Rencontre avec le jeune réalisateur islandais Dagur Kári à l’occasion du festival Air d’Islande, pour lequel il était invité et convié à débattre autour de ses deux films, Nói Albínói (2003) et Dark Horse (2007). La discussion s’axe sur la situation de l’industrie cinématographique en Islande et sur son propre travail de cinéaste, notamment à propos de son premier long métrage, Nói Albínói.
Le personnage central de Nói Albínói est un adolescent en quête d’autres horizons. Il veut quitter son fjord du nord de l’Islande et cela semble être le sujet d’un certain nombre de films islandais. Vous avez vous-même effectué vos études de cinéma au Danemark avant d’y tourner Dark Horse en 2007. Est-ce à cause du même désir d’exil que tous ces personnages ?

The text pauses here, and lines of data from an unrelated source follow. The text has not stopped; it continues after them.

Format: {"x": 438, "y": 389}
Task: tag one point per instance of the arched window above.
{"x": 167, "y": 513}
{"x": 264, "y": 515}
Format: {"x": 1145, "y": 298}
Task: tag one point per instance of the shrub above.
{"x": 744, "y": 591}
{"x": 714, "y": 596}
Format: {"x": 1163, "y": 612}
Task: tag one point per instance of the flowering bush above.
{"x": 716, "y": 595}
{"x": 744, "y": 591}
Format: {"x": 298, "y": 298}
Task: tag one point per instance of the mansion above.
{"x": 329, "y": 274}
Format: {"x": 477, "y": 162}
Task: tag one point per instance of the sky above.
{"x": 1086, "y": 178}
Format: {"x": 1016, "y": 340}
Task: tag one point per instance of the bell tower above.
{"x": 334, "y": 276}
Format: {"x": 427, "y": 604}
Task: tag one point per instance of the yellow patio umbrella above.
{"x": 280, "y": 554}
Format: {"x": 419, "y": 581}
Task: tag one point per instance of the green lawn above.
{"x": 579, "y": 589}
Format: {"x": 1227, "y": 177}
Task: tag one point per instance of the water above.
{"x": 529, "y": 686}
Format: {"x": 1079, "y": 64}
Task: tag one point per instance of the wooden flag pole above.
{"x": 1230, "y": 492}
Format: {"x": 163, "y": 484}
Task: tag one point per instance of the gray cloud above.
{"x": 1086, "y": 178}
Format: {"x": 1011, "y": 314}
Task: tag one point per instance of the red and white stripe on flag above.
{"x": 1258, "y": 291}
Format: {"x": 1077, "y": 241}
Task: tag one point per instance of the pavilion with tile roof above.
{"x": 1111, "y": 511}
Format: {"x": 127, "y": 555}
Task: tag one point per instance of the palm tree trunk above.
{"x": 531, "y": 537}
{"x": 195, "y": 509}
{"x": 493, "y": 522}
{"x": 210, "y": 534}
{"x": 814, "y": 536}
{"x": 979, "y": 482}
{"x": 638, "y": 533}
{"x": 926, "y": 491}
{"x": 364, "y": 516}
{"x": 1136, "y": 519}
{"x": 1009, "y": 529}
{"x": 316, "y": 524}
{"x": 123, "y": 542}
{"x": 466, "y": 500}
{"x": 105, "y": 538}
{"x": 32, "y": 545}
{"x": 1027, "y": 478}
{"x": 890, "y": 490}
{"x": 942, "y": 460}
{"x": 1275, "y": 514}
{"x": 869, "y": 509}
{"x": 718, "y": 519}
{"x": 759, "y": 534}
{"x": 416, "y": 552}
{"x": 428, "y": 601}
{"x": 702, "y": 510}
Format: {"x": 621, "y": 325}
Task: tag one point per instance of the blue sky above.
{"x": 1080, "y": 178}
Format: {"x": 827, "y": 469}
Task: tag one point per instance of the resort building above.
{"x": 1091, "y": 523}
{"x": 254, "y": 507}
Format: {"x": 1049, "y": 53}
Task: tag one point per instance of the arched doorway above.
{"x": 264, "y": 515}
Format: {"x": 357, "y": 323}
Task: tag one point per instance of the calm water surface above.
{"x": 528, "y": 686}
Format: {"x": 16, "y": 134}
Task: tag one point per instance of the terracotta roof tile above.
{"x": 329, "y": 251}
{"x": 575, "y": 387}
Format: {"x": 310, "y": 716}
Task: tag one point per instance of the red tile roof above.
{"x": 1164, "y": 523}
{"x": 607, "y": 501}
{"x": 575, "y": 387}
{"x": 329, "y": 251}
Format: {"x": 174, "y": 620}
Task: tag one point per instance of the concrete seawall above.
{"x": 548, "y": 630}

L’Islande est une petite île au milieu de l’océan ; tous les jeunes qui y vivent ont envie, à un moment donné, de la quitter pour vivre de nouvelles expériences. Mais la plupart choisissent de revenir… C’est un fait et je ne me suis pas forcément concentré sur la situation sociologique de l’Islande. Je voulais, avec Nói Albínói, travailler sur les clichés, notamment celui des jeunes qui veulent se détacher de leur famille et des structures sociales. Le but était donc de placer ce personnage-cliché dans un nouveau milieu. D’autant plus nouveau que la région islandaise concernée n’avait jamais été filmée de toute l’histoire du cinéma.
Quels sont le rôle et la position du cinéma dans un pays comme l’Islande, par rapport aux autres productions culturelles qui s’exportent très bien à travers le monde, comme la musique avec Sigur Ros, Múm ou Björk ?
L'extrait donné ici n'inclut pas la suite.